The Federal Circuit further explained that the language of section 1447(c) indicates that section 1447(d) bars appellate review of remand orders based on (i) a lack of subject matter jurisdiction, or (ii) on “any defect other than a lack of subject matter jurisdiction.” Id. at 9 (citation omitted). In this case, the Federal Circuit noted that if the district court had not had supplemental jurisdiction over the state claims, the remand would have been based on a lack of federal question or diversity jurisdiction. Such a remand would clearly be a matter of subject matter jurisdiction as recited in section 1447(c), and therefore barred from review by section 1447(d). Here, however, the district court had subject matter jurisdiction over the RICO Act claim, which in turn conferred supplemental jurisdiction under section 1367(a) over the other claims. The remand order was based on declining supplemental jurisdiction over these other claims. The Federal Circuit addressed, as a matter of first impression, whether a remand based on declining supplemental jurisdiction under section 1367(c) is within the class of remands described in 1447(c), and therefore barred from review by section 1447(d).

The Federal Circuit noted that several other circuit courts have held that review of a remand order based on declining supplemental jurisdiction is not barred under section 1447(d). The support for this interpretation derives from a 1988 Supreme Court case that, although it held that a district court may in its discretion remand a case in which only pendent state law claims remained, also stated that “the remand authority conferred by the removal statute and the remand authority conferred by the doctrine of pendent jurisdiction overlap not at all.” Id. at 11 (citation omitted). Based on this apparent partitioning of the jurisdictional issues, Courts of Appeal have continued to hold that remand orders based on section 136 (c) are not barred under 1447(d) and may be reviewed on appeal.

More recently, another Supreme Court decision, Powerex Corp. v. Reliant Energy Servs., Inc., 127 S. Ct. 2411 (2007), questioned the basis for separating out pendent claims from the analysis under section 1447(c). In fact, the Federal Circuit observed that Powerex states that a remand order need only be colorably characterized as a remand based on lack of subject matter jurisdiction to be beyond the reach of appellate courts under § 1447(d).

CTI relied on the Supreme Court’s decision in Quackenbush v. Allstate Insurance Co., 517 U.S. 706 (1996), which held that § 1447(d) interposes no bar to appellate review of “abstention-based” remand orders. A court “abstains” from hearing claims over which it has an independent basis of subject matter jurisdiction, whether it be federal question jurisdiction or diversity jurisdiction. CTI argued by analogy that § 1447(d) imposes no bar to review of discretionary remands under § 1367(c). The Federal Circuit disagreed, reasoning that a remand premised on abstention cannot be colorably characterized as a remand based on lack of jurisdiction because, in that case, the claims at issue have an independent basis of subject matter jurisdiction. By contrast, the Court noted, when a court declines supplemental jurisdiction, it is declining to extend its jurisdiction to claims over which it has no independent basis of subject matter jurisdiction, i.e., state claims.

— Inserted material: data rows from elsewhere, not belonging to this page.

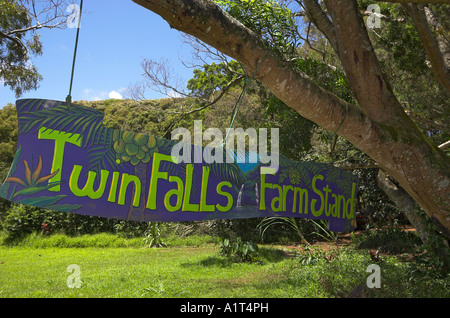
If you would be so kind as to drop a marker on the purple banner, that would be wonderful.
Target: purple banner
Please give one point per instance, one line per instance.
(68, 161)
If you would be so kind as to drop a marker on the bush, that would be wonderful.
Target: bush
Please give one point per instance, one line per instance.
(22, 220)
(241, 251)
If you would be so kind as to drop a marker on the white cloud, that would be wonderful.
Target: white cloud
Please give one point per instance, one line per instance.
(174, 94)
(115, 95)
(90, 94)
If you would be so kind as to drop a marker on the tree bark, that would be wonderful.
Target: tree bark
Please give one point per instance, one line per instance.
(378, 126)
(405, 204)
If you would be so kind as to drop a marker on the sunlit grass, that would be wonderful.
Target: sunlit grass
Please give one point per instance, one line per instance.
(111, 266)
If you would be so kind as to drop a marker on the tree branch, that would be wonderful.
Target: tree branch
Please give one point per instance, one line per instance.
(382, 130)
(315, 13)
(438, 65)
(417, 1)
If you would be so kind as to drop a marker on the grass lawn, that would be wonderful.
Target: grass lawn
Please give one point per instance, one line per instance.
(135, 272)
(115, 267)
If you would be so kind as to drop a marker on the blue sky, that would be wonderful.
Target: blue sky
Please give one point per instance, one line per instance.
(115, 37)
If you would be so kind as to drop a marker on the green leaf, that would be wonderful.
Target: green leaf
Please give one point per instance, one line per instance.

In short, the Court concluded that because every § 1367(c) remand necessarily involves a predicate finding that the claims at issue lack an independent basis of subject matter jurisdiction, a remand based on declining supplemental jurisdiction can be colorably characterized as a remand based on lack of subject matter jurisdiction and, therefore, barred from appellate review under § 1447(c) and (d). Accordingly, the Court found it lacked jurisdiction over the appeal and dismissed the case.